Représentant de la presse à sensation
— Ça existe vraiment, ce truc ? demandai-je.
— Non, non, non, non, dit le Dr Breed, perdant de nouveau patience. Si je vous ai dit tout cela, c’est uniquement afin de vous donner un aperçu de la façon extraordinairement neuve qu’avait généralement Felix d’aborder un vieux problème. Ce que je viens de vous raconter, c’est ce qu’il a dit au général de Marines venu le harceler au sujet de la boue. Felix déjeunait toujours seul à la cantine. Nous avions tous pour règle de ne jamais nous asseoir à sa table, afin de ne pas interrompre le cours de ses réflexions. Mais ce général de Marines s’est imposé sans façon, a approché une chaise et a commencé à parler de ses problèmes de boue. Je viens seulement de vous répéter ce que Felix lui a répondu sur le coup.

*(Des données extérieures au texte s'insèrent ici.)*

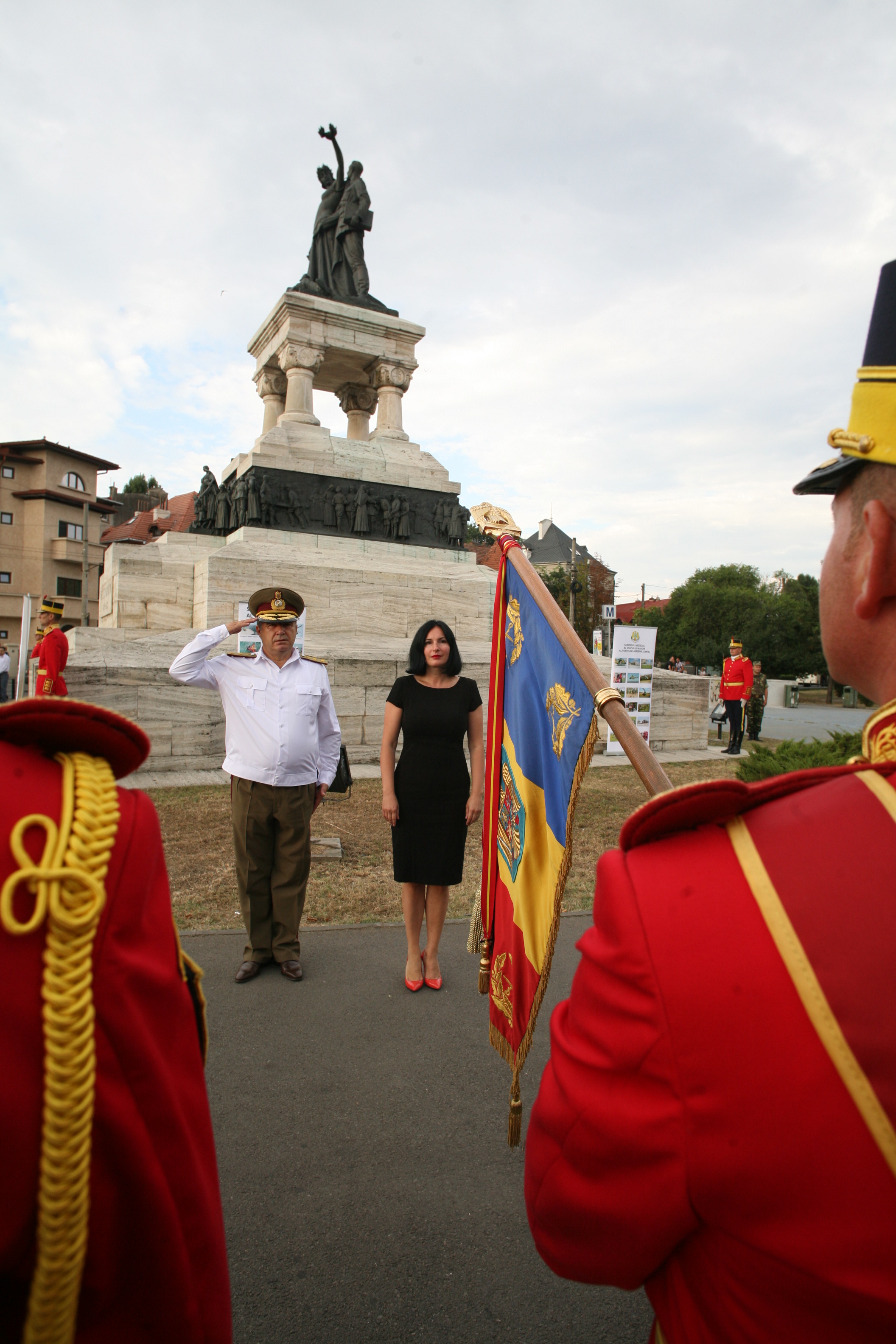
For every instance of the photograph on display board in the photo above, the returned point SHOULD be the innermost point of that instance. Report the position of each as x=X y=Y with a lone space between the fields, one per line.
x=635 y=648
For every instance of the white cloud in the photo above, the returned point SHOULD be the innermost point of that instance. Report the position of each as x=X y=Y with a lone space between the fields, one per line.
x=644 y=242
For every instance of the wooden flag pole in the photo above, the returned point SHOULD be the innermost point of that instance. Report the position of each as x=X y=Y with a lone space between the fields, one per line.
x=499 y=523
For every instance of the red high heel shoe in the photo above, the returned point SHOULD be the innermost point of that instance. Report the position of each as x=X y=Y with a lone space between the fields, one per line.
x=416 y=984
x=430 y=984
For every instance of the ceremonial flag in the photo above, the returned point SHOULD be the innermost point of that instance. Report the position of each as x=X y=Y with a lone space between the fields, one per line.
x=540 y=738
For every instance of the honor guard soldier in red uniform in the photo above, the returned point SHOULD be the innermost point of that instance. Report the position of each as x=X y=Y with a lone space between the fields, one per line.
x=718 y=1116
x=111 y=1219
x=51 y=648
x=736 y=685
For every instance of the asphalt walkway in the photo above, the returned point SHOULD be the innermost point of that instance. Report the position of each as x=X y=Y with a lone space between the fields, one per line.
x=362 y=1140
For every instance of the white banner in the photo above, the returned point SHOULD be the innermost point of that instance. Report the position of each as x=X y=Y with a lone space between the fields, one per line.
x=632 y=675
x=25 y=650
x=249 y=640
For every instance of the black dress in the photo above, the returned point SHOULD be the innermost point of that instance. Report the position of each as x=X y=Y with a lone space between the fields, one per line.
x=432 y=781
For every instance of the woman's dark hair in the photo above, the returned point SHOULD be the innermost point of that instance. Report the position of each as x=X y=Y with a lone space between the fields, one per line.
x=417 y=659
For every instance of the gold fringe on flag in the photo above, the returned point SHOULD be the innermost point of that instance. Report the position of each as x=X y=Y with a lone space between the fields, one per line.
x=516 y=1061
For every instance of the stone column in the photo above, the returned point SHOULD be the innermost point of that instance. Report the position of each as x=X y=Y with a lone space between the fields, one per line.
x=300 y=363
x=272 y=389
x=358 y=402
x=392 y=381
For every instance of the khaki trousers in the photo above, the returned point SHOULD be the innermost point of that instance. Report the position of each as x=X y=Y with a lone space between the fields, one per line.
x=272 y=842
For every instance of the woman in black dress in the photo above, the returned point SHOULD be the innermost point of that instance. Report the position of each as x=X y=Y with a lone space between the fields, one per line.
x=429 y=798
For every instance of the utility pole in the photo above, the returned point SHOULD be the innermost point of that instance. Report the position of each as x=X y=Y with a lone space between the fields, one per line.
x=85 y=568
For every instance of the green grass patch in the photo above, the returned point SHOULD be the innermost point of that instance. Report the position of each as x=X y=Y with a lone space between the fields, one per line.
x=764 y=762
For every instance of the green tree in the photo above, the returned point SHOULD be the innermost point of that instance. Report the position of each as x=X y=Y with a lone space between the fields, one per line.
x=777 y=620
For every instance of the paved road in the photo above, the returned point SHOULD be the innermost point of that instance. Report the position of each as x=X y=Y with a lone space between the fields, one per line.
x=362 y=1139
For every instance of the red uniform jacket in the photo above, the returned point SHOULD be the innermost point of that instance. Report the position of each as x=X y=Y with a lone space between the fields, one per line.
x=691 y=1132
x=53 y=652
x=736 y=679
x=156 y=1265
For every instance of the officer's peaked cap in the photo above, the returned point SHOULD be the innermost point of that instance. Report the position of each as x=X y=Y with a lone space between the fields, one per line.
x=872 y=423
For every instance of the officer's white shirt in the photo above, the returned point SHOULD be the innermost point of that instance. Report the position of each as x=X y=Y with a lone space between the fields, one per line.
x=281 y=723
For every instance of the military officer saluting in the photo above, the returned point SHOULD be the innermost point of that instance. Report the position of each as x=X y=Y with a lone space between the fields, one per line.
x=718 y=1117
x=736 y=685
x=283 y=750
x=51 y=648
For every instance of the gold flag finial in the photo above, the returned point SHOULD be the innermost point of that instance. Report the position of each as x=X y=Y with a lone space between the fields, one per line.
x=493 y=521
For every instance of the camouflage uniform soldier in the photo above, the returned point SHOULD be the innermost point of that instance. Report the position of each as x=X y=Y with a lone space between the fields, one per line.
x=758 y=701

— Ça… ça n’existe donc vraiment pas ?
— Je viens de vous dire que ça n’existe pas ! s’écria le Dr Breed avec humeur. Felix est mort peu de temps après ! Et si vous aviez écouté ce que j’ai essayé de vous expliquer à propos des chercheurs purs, vous ne poseriez pas une telle question ! Les spécialistes de la recherche pure travaillent à ce qui les fascine, et non à ce qui fascine les autres.
— Je ne puis m’empêcher de penser à ce marais…
— Cessez d’y penser, vous dis-je ! Ce marais était un exemple, et j’en ai fini avec lui.
— Si les ruisseaux qui courent à travers le marais gelaient et devenaient de la glace-9 , qu’adviendrait-il des rivières et des lacs dans lesquels ils se jettent ?
— Ils gèleraient. Mais la glace-9 n’existe pas.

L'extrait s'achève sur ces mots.